For seniors, it’s one of the most stressful things that we have to do in our time as undergraduates: we basically have to apply for higher education a second time. Yet the stakes are insanely higher this time around, since getting into grad school can make or break your career. Wait”¦ I’ve definitely heard that at least once a year since being born. But this time it’s really true! And you have to be sure you are showing off your assets as a grad school candidate in the best possible way. Luckily, I have all of the guidelines you need.
If you go to Career Services, they’ll tell you that you need a decked out resume to stand out from the crowd of other nerds that are also trying to continue their higher education. While I agree with this, I don’t believe that just using a fancy design for your header and going into great detail about each minute job and position you have ever had. Instead, you should jazz things up by sending your resume on the back of an autographed headshot of yourself.
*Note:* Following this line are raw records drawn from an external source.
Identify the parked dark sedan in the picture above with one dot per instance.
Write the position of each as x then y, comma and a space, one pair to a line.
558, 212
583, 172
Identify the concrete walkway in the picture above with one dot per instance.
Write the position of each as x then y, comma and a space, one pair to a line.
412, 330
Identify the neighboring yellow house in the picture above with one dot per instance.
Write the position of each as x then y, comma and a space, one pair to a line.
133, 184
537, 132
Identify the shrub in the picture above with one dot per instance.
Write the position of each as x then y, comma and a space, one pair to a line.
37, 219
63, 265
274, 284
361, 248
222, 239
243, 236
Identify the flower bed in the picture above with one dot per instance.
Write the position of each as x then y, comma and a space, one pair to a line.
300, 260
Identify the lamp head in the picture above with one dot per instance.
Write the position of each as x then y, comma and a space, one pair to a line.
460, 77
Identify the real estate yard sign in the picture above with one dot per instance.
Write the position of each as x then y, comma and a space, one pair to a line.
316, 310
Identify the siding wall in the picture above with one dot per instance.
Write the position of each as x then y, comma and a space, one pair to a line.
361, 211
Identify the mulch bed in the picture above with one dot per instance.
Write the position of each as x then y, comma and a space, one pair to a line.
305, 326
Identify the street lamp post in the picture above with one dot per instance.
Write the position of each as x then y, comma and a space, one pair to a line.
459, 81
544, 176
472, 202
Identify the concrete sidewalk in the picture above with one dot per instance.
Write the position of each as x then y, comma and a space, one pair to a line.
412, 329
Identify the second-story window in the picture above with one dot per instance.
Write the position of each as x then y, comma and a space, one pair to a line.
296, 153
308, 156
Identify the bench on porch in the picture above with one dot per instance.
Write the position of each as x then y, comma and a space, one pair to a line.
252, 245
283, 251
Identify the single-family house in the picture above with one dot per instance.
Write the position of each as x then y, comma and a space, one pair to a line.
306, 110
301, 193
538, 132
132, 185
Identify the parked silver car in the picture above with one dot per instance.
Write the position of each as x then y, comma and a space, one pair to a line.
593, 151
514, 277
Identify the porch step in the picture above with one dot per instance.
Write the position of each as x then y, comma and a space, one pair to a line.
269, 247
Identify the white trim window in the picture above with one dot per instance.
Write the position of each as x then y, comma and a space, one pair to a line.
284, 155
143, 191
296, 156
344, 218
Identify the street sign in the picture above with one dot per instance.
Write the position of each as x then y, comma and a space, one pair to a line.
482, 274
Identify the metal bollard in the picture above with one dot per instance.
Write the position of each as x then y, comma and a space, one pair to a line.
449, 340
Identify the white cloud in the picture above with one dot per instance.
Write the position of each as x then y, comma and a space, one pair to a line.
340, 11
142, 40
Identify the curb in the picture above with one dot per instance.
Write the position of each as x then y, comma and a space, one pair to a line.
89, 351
Then, not only will the admission committee be able to see what a sexy individual you are, but that you are also confident in yourself and your dashing good looks.
Letters of Recommendation
The rule of thumb is that you want your recommenders to have a good sense of your personal character, work ethic and reliability. The number varies for each program, but all of them want a diverse group of recommenders. I suggest you try to get as unconventional as possible. Ask your childhood babysitter. They definitely have had a plethora of experience in dealing with you and can provide a clear image of you even if it has been ten years since you last saw them. You can also ask a professor here at Trinity that you have never taken a course with or met in your time here. That professor will be so impressed with your gall to ask him or her such a thing, they will undoubtedly write you an excellent letter.
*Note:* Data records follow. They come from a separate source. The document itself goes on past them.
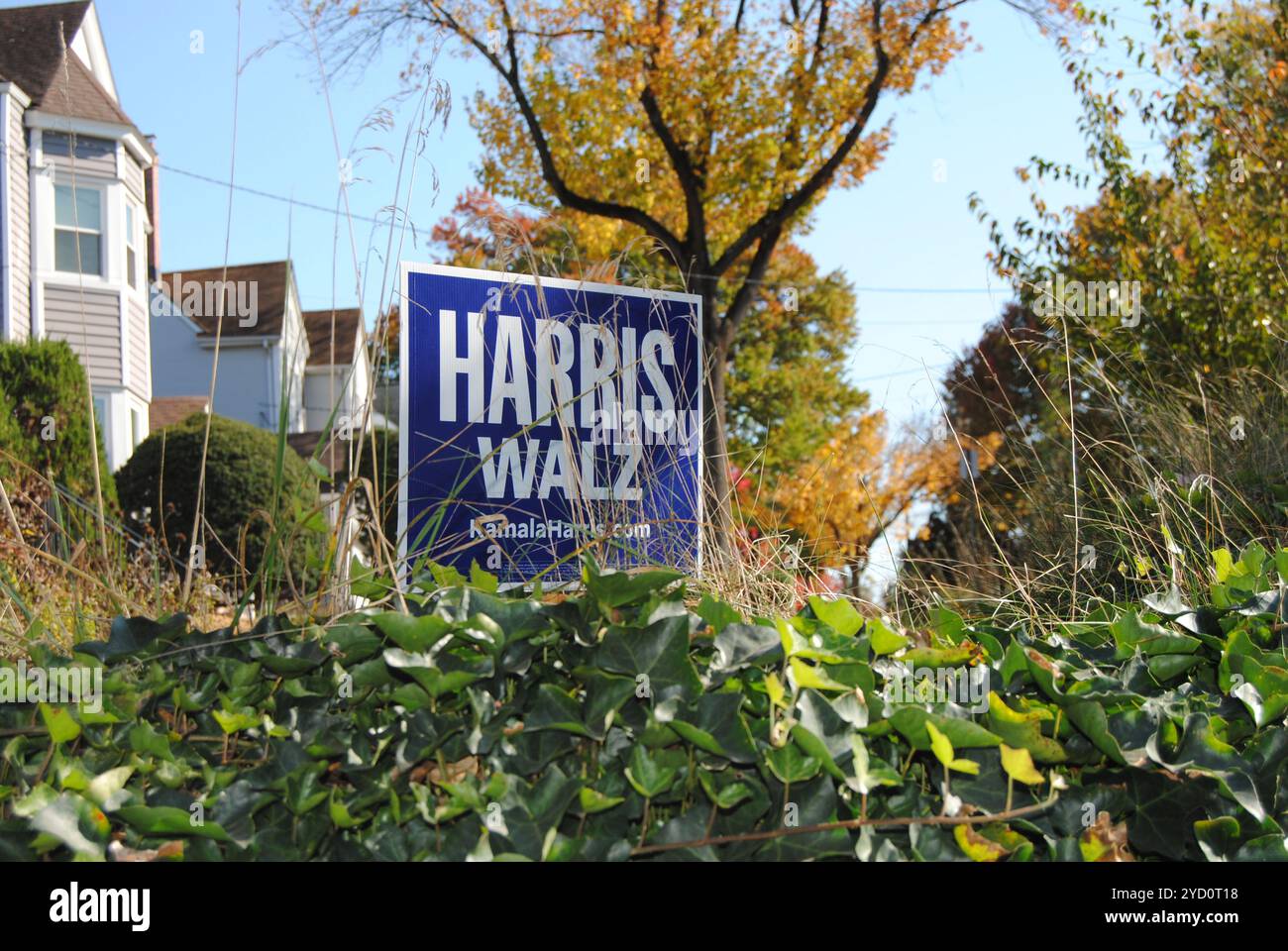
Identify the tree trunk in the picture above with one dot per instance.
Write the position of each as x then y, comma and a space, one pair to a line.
715, 463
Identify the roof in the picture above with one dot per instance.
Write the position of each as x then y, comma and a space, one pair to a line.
166, 411
31, 44
317, 325
261, 285
31, 55
334, 457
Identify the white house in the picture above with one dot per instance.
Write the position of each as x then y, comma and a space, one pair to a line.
77, 210
263, 347
338, 373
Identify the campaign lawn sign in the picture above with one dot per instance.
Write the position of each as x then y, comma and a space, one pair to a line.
545, 418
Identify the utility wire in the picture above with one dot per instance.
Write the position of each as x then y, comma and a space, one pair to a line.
382, 222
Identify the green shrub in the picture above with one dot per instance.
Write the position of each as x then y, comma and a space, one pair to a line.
43, 379
619, 723
241, 478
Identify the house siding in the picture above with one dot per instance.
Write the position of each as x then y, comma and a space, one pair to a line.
20, 226
141, 382
132, 172
94, 333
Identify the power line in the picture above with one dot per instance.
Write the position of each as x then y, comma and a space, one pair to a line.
336, 213
268, 195
903, 372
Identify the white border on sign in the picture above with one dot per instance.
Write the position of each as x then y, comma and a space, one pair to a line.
406, 268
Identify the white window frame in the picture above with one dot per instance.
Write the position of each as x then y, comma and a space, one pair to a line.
77, 228
132, 245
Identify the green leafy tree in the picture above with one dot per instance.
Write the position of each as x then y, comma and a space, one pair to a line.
786, 390
46, 425
243, 491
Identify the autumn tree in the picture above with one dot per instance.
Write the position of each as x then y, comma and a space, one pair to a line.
711, 128
787, 389
862, 482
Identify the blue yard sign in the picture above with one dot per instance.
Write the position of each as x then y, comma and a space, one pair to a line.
544, 419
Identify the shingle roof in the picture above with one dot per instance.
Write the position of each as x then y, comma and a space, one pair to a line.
268, 281
73, 92
31, 55
334, 457
317, 325
31, 46
166, 411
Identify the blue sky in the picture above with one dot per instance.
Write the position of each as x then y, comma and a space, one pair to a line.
902, 228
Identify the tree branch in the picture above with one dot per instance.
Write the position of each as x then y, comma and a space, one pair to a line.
778, 217
549, 171
851, 823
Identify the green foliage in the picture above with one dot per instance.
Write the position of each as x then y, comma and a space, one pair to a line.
378, 463
43, 393
243, 487
618, 724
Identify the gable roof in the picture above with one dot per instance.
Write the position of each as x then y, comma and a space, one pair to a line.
76, 93
317, 325
31, 46
269, 281
165, 411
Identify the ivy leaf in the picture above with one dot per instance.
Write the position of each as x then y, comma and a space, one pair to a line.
943, 749
59, 723
868, 774
884, 641
649, 778
837, 613
166, 819
1019, 766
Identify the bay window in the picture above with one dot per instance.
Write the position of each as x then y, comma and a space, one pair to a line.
77, 230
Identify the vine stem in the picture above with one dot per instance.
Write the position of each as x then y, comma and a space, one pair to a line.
850, 823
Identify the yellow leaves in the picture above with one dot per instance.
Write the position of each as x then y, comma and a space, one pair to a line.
943, 749
992, 842
1019, 766
759, 120
1106, 842
861, 482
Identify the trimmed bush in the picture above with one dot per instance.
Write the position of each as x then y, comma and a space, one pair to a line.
43, 379
241, 476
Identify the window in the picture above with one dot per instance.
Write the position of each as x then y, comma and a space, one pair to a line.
82, 146
132, 257
77, 230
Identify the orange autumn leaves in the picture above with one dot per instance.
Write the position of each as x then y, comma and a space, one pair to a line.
862, 482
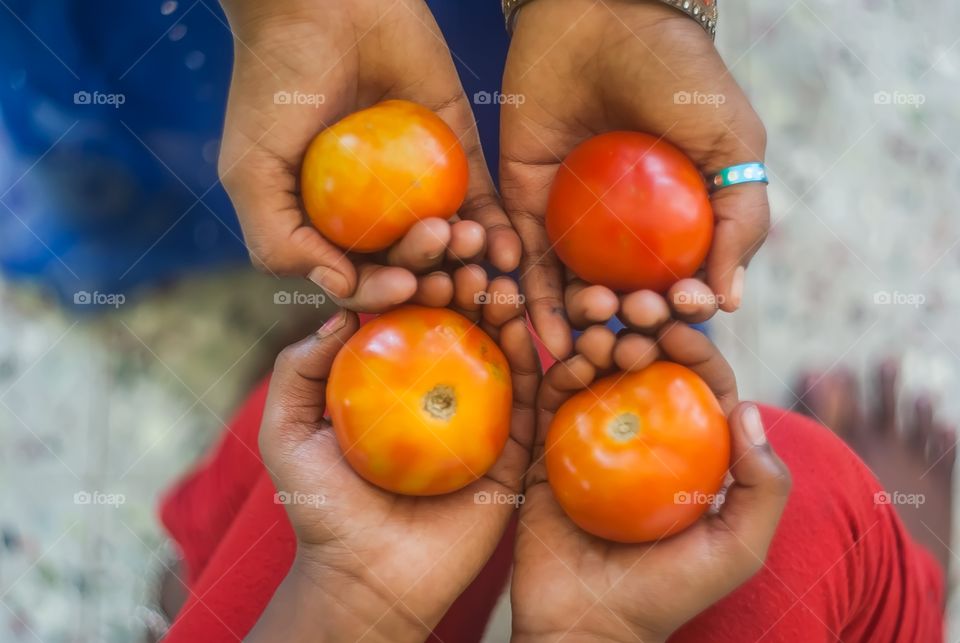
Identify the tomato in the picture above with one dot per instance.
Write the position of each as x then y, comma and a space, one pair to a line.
420, 400
629, 211
638, 456
368, 178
This one is also easy. You’ve followed a prompt before, and you managed to write a decent enough essay to land you a spot at this great institution, so you shouldn’t worry too much. But, if you are still hyperventilating in your Chipotle to-go bag, write about your first imaginary friend, regardless of what prompt you are given. It will highlight your creativity and make you seem like a badass for going rogue. It will go over great with the admission committee, I promise.
In all seriousness though, I wish you the best of luck. I am your kindred spirit in paranoia concerning this life altering process. I too have eaten my weight in candy corn and soaked a ShamWow with my tears while applying. We’ve got this! Also, write handwritten thank you notes. I may be sounding like your mother, but it seriously will impress whomever you give one to, whether it is a recommender or your grandmother. Well, especially your grandmother.